A similar perspective shaped Catholic teachings about suicide. St. Augustine of Hippo, an early Christian bishop and philosopher, wrote that “he who kills himself is a homicide.” In fact, according the Catechism of St. Pius X, an early 20th-century compendium of Catholic beliefs, someone who died by suicide should be denied Christian burial – a prohibition that is no longer observed.
The Italian poet Dante Aligheri, in “The Inferno,” extrapolated from traditional Catholic beliefs and placed those who had committed the sin of suicide on the seventh level of hell, where they exist in the form of trees that painfully bleed when cut or pruned.
According to traditional Islamic understandings, the fate of those who die by suicide is similarly dreadful. Hadiths, or sayings, attributed to the Prophet Muhammad warn Muslims against committing suicide. The hadiths say that those who kill themselves suffer hellfire. And in hell, they will continue to inflict pain on themselves, according to the method of their suicide.

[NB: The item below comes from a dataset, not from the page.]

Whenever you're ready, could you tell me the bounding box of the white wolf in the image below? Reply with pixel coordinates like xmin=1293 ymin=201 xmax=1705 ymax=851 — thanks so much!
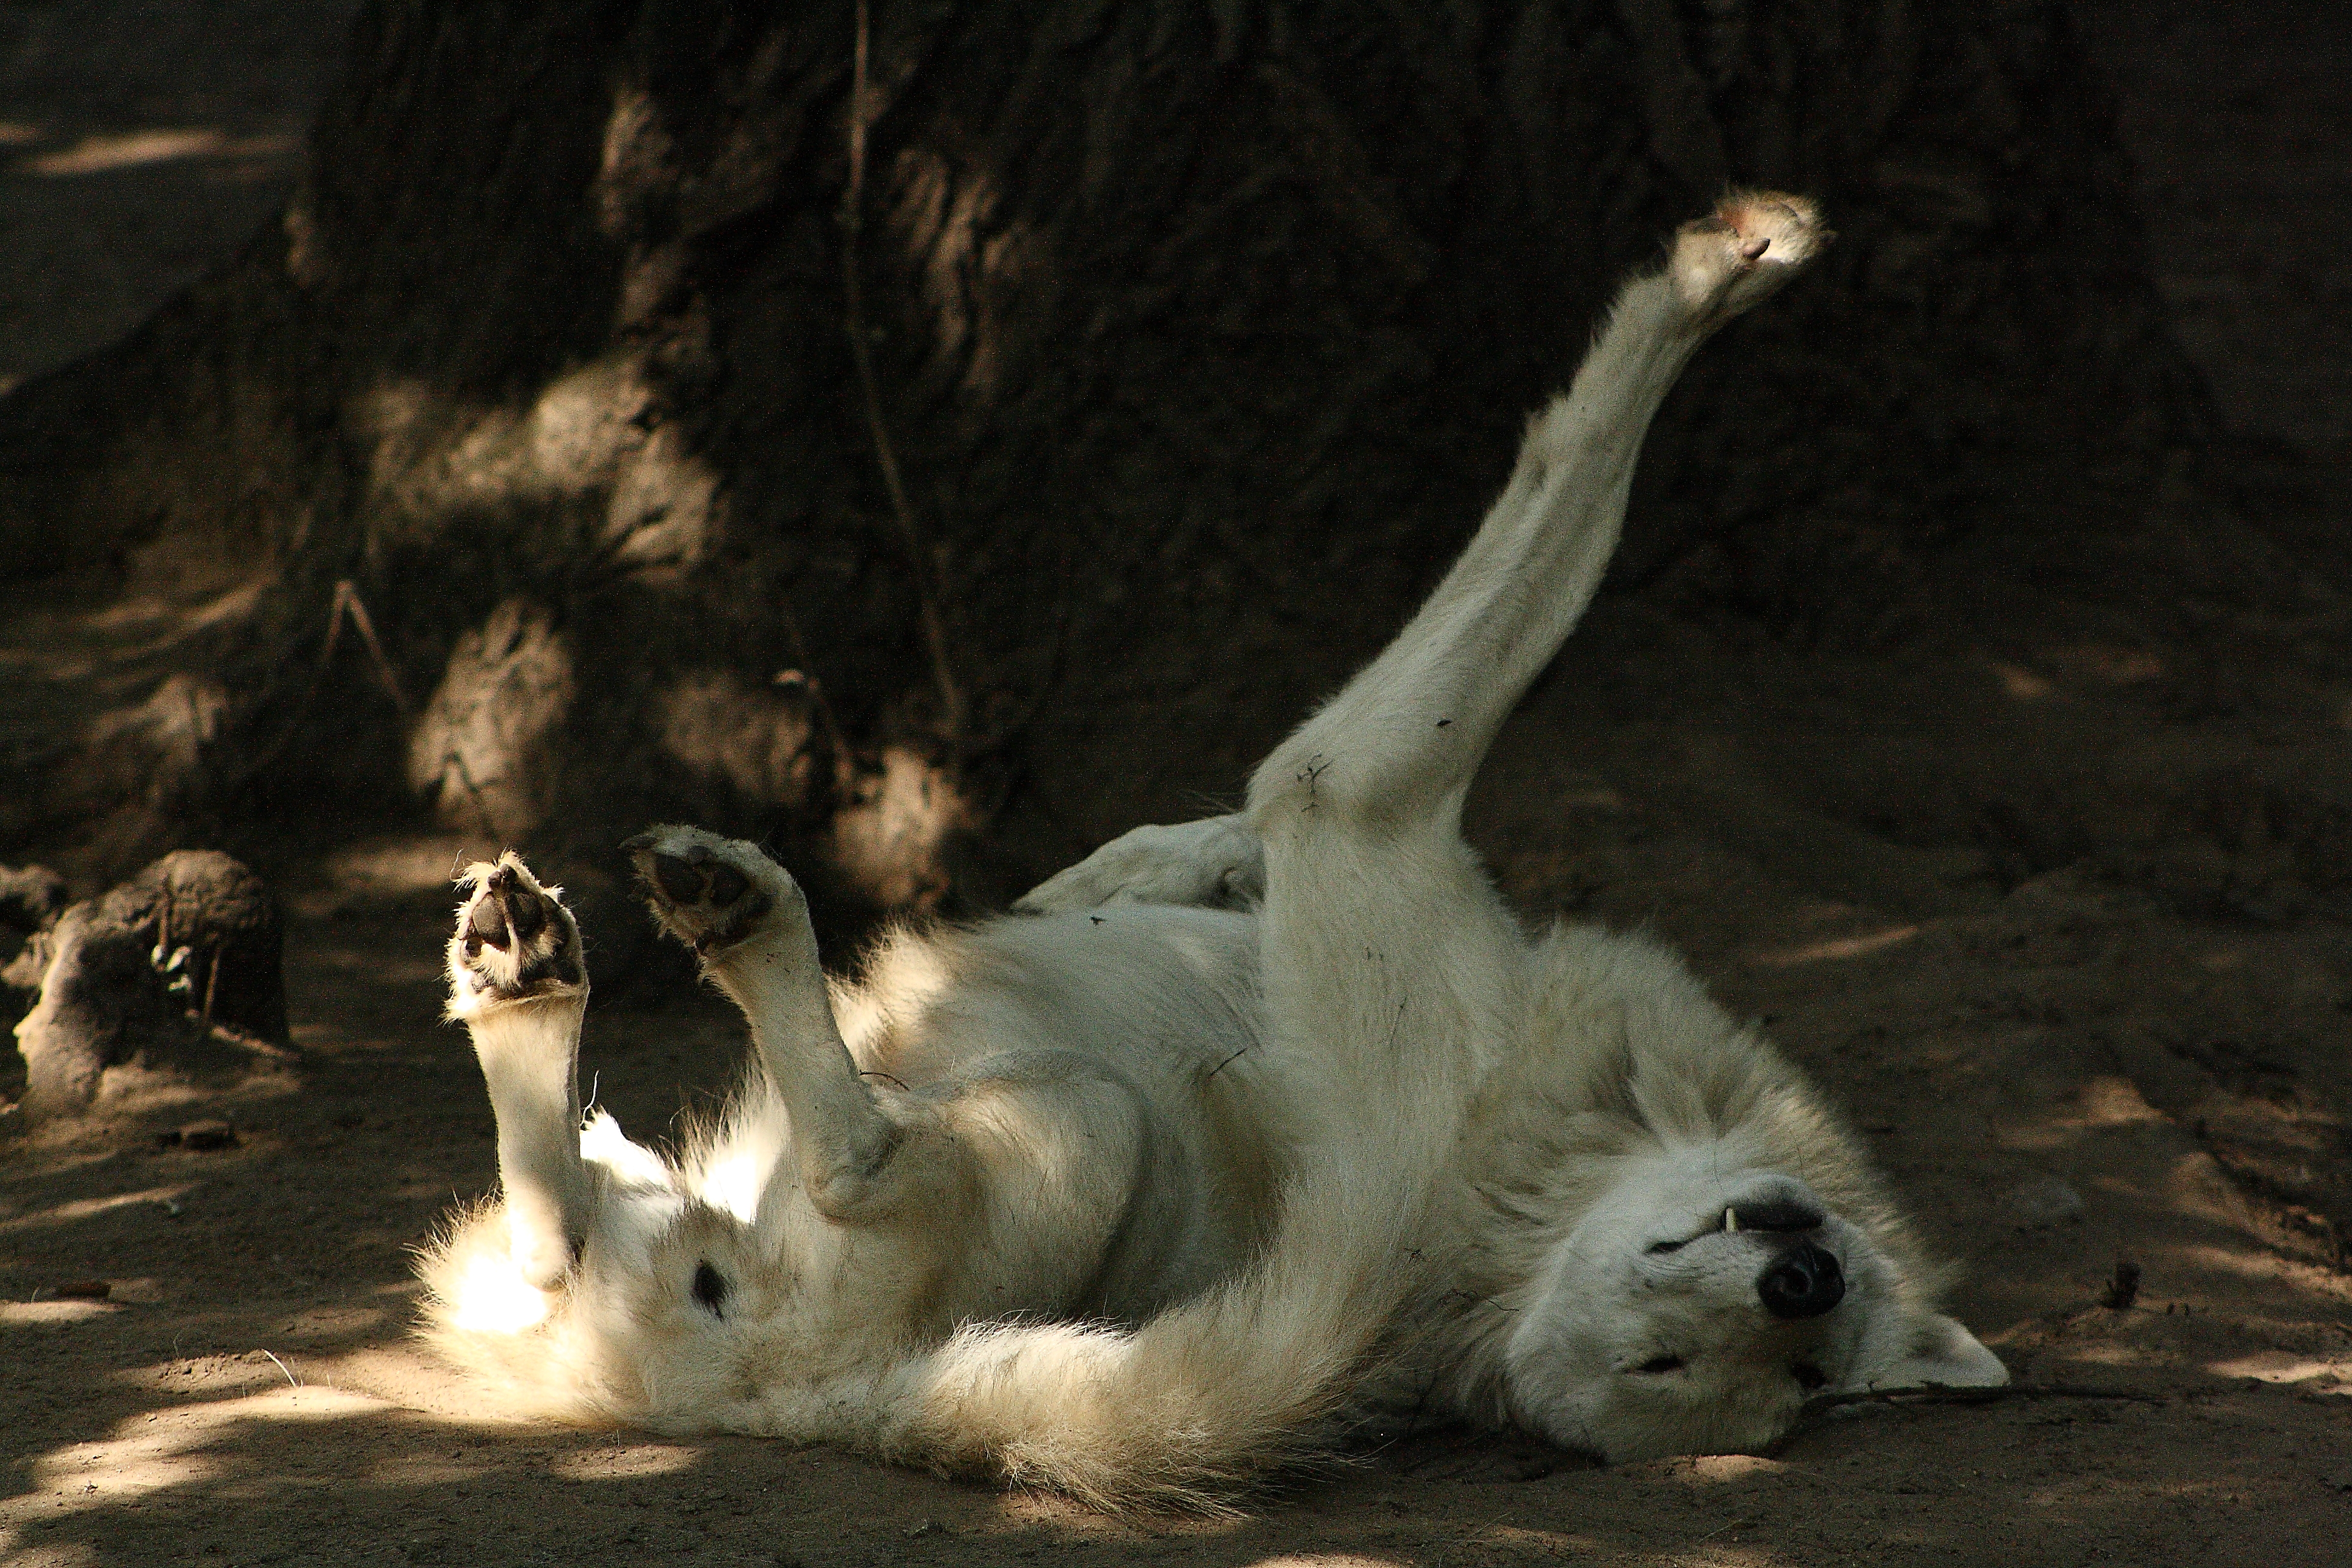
xmin=418 ymin=194 xmax=2002 ymax=1512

In Hinduism, suicide is referred to by the Sanskrit word “atmahatya,” literally meaning “soul-murder.” “Soul-murder” is said to produce a string of karmic reactions that prevent the soul from obtaining liberation. In fact, Indian folklore has numerous stories about those who commit suicide. According to the Hindu philosophy of birth and rebirth, in not being reincarnated, souls linger on the earth, and at times, trouble the living.

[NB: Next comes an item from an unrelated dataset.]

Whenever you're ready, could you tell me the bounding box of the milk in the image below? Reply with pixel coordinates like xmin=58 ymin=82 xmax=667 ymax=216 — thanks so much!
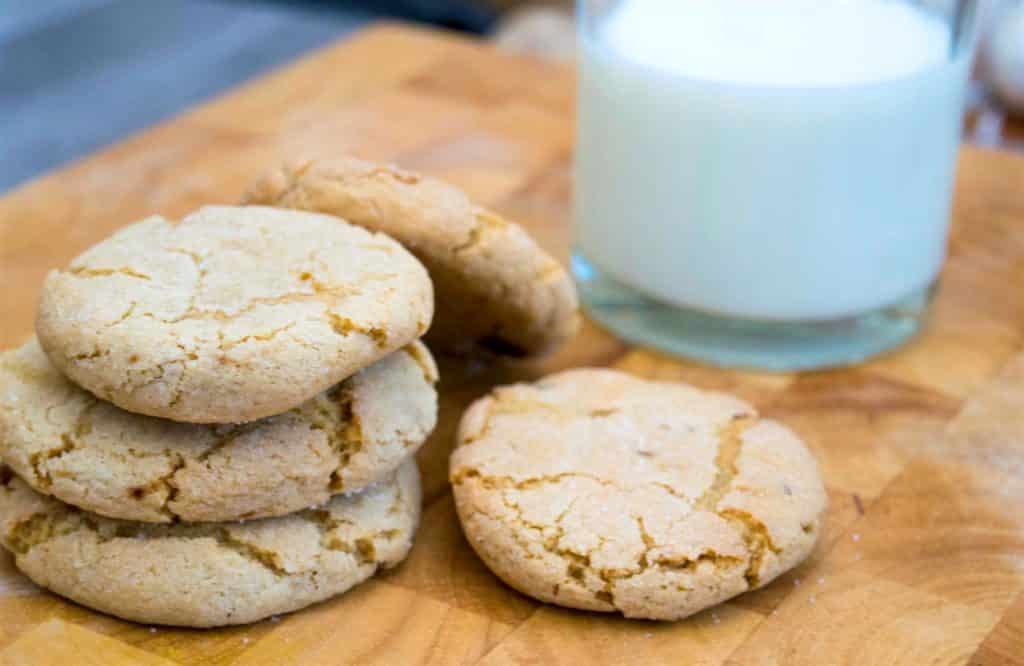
xmin=576 ymin=0 xmax=973 ymax=321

Buddhism also prohibits suicide, or aiding and abetting the act, because such self-harm causes more suffering rather than alleviating it. And most basically, suicide violates a fundamental Buddhist moral precept: to abstain from taking life.
While many religions have traditionally prohibited suicide when motivated by despair, certain forms of suicide, for the community or for a greater good, are permitted, and at times, even celebrated.

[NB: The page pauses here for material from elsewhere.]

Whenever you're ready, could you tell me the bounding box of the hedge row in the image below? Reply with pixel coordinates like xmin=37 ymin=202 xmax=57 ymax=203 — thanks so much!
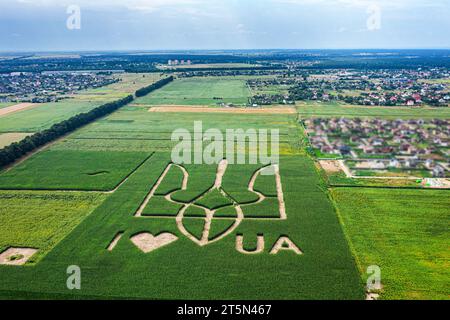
xmin=135 ymin=76 xmax=174 ymax=97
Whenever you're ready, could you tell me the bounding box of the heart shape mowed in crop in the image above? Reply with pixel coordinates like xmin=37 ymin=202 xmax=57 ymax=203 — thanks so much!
xmin=130 ymin=232 xmax=178 ymax=253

In his classic work “On Suicide,” French sociologist Emile Durkheim used the term “altruistic suicide” to describe the act of killing oneself in the service of a higher principle or the greater community. And consciously sacrificing one’s life for God, or for other religious ends, has historically been the most prominent form of “altruistic suicide.”
Recently, Pope Francis has added another category for sainthood, that of giving up one’s life for another, called “oblatio vitae.” Of course, both Christianity and Islam have strong conceptions of martyrdom, which also extend to intentionally giving one’s life in battle. For example, the Crusader Hugh the Insane self-destructively leapt out of the tower of a besieged castle in order to crush and kill Turkish soldiers below.
Buddhist monks have burned themselves to death, most famously in Vietnam, but also in Tibet, to draw attention to violence and oppression. And within Hinduism, there is a tradition of ascetics fasting to death after they gained enlightenment. Then there are the ancient Hindu traditions of “sati”, where the wife dies on her husband’s funeral pyre, and “jauhar”, the ritual self-immolation of an entire community of women when they were certain of defeat in war and consequent enslavement.
What unifies all these examples is the idea that there are principles or goals that are more important than life itself. And so, self-sacrifice is not suicide: letting go of life because of faith is different, from letting go of life because of lack of hope.
While striving to emphasizing the sacredness of life, it’s most certainly the case that traditional religious prohibitions against suicide provide little comfort to those who contemplate taking their own life, not to mention to the loved ones who will be left behind.
The good news is that today, there are more and more resources for talking about and preventing suicide. In particular, world religions have become more sympathetic and nuanced in their understanding. Jews, Catholics, Muslims, Buddhists and Hindus have all established extensive outreach programs to those who suffer from suicidal thoughts.
Such efforts recognize that God especially loves those who suffer in the darkness of depression. Suicide then is not an act that calls for divine punishment, but an all-too-common threat that calls us to reaffirm hope in life as a precious gift given by God.